足首やインソールに目を向けるようになったきっかけは、こうした自分の経験もありますが、決め手は、当時勤めていたスポーツショップに来店されたお客様でした。夏はサーフィン、冬はスノーボードのアイテムを扱うお店で、アスリート向けのインソールは販売していましたし、自分も使っていました。ある時、来店された近所の方に「私の方が酷いから」と言われたんです。足を見せていただくと、グッと曲がっているし痛みもあるようで、確かにアスリートよりも状態が酷かったんですよね。きちんとケアをせずに足を傷めたり、動けなくなるのは年齢のせいにして諦めたり…。そういった方がたくさんいることを知り、インソールやフットケアをもっと身近なものにしていきたい、近所の人が気軽に集まれる健康促進店、トータルケアができるお店をつくりたいと「足道楽」をオープンしました。

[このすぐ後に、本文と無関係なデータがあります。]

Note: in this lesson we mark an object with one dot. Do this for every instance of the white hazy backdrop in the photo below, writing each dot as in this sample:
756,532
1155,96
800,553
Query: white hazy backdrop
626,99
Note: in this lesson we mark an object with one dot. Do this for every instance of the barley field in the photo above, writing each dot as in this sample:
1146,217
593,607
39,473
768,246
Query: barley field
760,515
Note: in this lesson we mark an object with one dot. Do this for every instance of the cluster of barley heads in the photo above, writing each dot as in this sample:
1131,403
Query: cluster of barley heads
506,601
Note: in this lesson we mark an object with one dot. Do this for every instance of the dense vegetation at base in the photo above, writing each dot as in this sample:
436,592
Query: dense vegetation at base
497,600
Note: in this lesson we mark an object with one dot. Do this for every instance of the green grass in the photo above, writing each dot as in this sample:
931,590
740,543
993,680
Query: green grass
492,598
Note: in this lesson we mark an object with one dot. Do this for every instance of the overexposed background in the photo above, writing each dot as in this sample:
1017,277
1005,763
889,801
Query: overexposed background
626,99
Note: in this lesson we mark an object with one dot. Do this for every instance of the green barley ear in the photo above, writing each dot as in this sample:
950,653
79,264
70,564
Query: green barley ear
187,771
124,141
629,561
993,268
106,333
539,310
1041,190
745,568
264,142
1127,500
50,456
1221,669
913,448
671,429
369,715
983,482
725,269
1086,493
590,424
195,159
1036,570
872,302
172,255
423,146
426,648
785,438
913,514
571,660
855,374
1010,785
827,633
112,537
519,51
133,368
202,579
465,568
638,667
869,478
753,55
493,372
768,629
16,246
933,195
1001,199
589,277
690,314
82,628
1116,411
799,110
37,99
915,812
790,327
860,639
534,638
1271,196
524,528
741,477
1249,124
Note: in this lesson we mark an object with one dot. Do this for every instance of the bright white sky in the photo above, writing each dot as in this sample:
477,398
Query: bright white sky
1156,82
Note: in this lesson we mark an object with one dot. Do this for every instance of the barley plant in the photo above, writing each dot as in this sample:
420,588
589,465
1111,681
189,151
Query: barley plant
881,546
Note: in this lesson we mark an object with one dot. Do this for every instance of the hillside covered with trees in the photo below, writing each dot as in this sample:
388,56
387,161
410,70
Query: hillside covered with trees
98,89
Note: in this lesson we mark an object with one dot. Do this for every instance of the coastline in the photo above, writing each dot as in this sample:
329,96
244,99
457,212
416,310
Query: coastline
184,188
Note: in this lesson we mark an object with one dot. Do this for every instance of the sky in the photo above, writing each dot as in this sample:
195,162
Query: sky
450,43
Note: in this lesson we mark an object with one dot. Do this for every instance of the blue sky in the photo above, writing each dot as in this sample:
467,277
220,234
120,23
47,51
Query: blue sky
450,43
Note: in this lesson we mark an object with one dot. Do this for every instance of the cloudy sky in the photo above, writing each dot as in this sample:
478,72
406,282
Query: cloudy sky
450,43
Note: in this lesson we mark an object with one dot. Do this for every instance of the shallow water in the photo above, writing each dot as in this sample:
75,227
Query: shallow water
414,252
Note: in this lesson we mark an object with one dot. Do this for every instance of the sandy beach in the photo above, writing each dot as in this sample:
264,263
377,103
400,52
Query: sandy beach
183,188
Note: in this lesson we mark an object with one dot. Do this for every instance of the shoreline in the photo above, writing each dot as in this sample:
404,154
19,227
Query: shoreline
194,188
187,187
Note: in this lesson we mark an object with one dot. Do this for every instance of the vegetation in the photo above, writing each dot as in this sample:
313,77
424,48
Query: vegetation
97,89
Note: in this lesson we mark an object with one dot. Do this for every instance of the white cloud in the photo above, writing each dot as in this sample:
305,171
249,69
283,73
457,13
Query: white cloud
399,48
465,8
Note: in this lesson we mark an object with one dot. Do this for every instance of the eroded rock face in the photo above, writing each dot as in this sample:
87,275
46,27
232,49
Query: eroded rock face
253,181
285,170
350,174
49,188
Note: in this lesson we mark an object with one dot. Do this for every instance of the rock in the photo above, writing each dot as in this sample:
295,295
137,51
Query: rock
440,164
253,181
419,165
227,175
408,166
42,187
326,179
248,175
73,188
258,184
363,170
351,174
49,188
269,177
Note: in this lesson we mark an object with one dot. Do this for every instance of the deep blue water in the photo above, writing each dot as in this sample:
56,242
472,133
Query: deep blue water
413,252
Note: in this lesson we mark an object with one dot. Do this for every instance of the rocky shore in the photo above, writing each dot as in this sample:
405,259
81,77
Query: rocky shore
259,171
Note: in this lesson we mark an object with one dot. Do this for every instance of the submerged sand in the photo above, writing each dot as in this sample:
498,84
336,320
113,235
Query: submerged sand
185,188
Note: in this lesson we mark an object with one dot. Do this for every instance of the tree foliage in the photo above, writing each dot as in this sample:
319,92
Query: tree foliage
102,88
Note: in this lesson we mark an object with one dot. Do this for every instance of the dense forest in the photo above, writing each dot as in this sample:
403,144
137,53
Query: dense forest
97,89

Q:「足道楽」の特徴は?どのようなお客様が多いですか?
三河:
足道楽は、オーダーメイドインソールによるフットケアと、正しい靴選びのご提案をする足の専門店です。足の長さや幅、足圧に加え、カラダの状態を可視化して分かりやすくお伝えできるように、AI姿勢診断システムを使って全身を測定します。解剖学や骨格の知識を持ち、カスタムインソール作製の技術を身に付けたスタッフが、悩みや不調、ライフスタイルなどを細かくヒアリングして、最適な靴やオーダーメイドのインソールを完成させます。
(「足道楽」HPより)
初めて来店されるお客様で、最初からインソールを作りたい、足裏や足首が気になってという方は、ほとんどいらっしゃいません。膝や腰に痛みがあって歩くのが辛くて、何か良くする方法はないかと探されている方、病院で足底筋膜炎や外反母趾と診断されたけど治らない方、病院の先生から靴やインソールも見直した方が良いと言われた方など、さまざまです。本当にインソールで変わるの?良くなるの?と疑心暗鬼の方もいらっしゃいますね。
Q:お客様の足の状態で共通している点などありますか?
三河:
生活環境やライフスタイル、年齢も10代からご年配の方まで、不調部位や状態も異なりますが、多くのお客様に共通するのは、「足首が内側に倒れている」ということです。足首が内側に倒れることで、正しい着地や蹴り出しができず、姿勢が崩れてカラダの不調やトラブルが引き起こされているのだと考えています。